Happy birthday to Catcapper! Dave has been an integral part of PT since the beginning and has contributed sage advice to all. Have a great day my friend !


----------



## 220swift (Mar 2, 2011)

Happy Birthday Dave, hope you're having great day!


----------



## prairiewolf (Feb 19, 2012)

Happy Birthday !!!


----------



## hassell (Feb 9, 2010)

Happy Birthday Cat, may your back stay strong while using the snow shovel. Lighting your cake will save on firewood.


----------



## sneakygroundbuzzard (Nov 1, 2012)

HAPPY BIRTHDAY CAT!!!!!

i wont make fun of your age or how many candles you have on your cake

but did you have to get a burn permit for it? lol

just kidding, hope you have a great day


----------



## Bigdrowdy1 (Jan 29, 2010)

Excellent day to have been born many moons ago Happy B-Day Cat.


----------



## ReidRH (Feb 1, 2010)

Happy Birthday Dave!!


----------



## Ruger (Jan 22, 2011)

Happy birthday young man, Hope you had a great day up in the high country. I'd like to buy you a beer for your birthday, but I'll just have to drink one for you instead.


----------



## SWAMPBUCK10PT (Apr 5, 2010)

*Happy Birthday CAT-Many more to YA*


----------



## catcapper (Feb 11, 2010)

Thanks guys.

Though I was gonna have the day off, but had to hand split 1/2 a cord of firewood--- dang snow storm. LOL.

awprint:


----------



## glenway (Mar 27, 2011)

Wishing you many more!


----------



## jimmy shutt (Jun 2, 2013)

happy belated birthday Sir!!!


----------



## azpredatorhunter (Jul 24, 2012)

Happy birthday catcapper...


----------



## 220swift (Mar 2, 2011)

Ya know Dave, growing older is like living in a haunted house.......lots of noises and smells you just can't identify.


----------



## glenway (Mar 27, 2011)

Maybe so, 220, but another day beats the alternative.


----------



## 220swift (Mar 2, 2011)

that's a definite!!!!!!!!!!!!


----------



## Antlerz22 (Apr 18, 2011)

Mmmm..Happy belated Birthday Dave, and has that female coyote---by the track you identified in my "New hunting lease post" gave birth yet? bwahahahaa.. that was some out there stuff right there, I dont care who you are. But I also know it has to be a spot on description--given your knowledge and experience! But inquiring minds were wondering, was she headed east or west? LOL


----------



## catcapper (Feb 11, 2010)

Ha--- we all know she was move'in south.lol. :roflmao:

awprint:


----------



## jimmy shutt (Jun 2, 2013)

happy birthday Cat......you know what they say about firewood????

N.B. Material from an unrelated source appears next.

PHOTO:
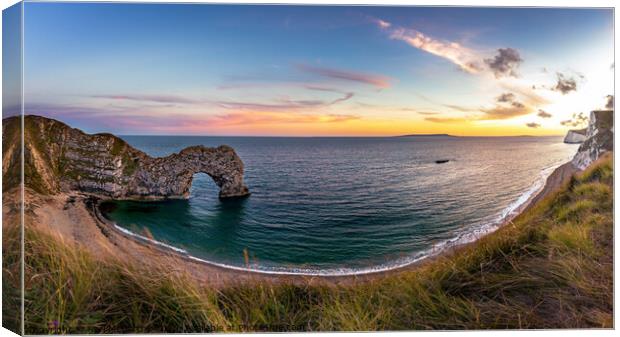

it heats you up a few times....cutting, splitting, and burning!!


----------



## dwtrees (Mar 5, 2012)

Happy belated Birthday Cat.

You know that growing old is mandatory but growing up is optional.


----------



## catcapper (Feb 11, 2010)

Miss K tells me things like that DW when I pull the cats tail to see what kind of noise it'll make.lol.


----------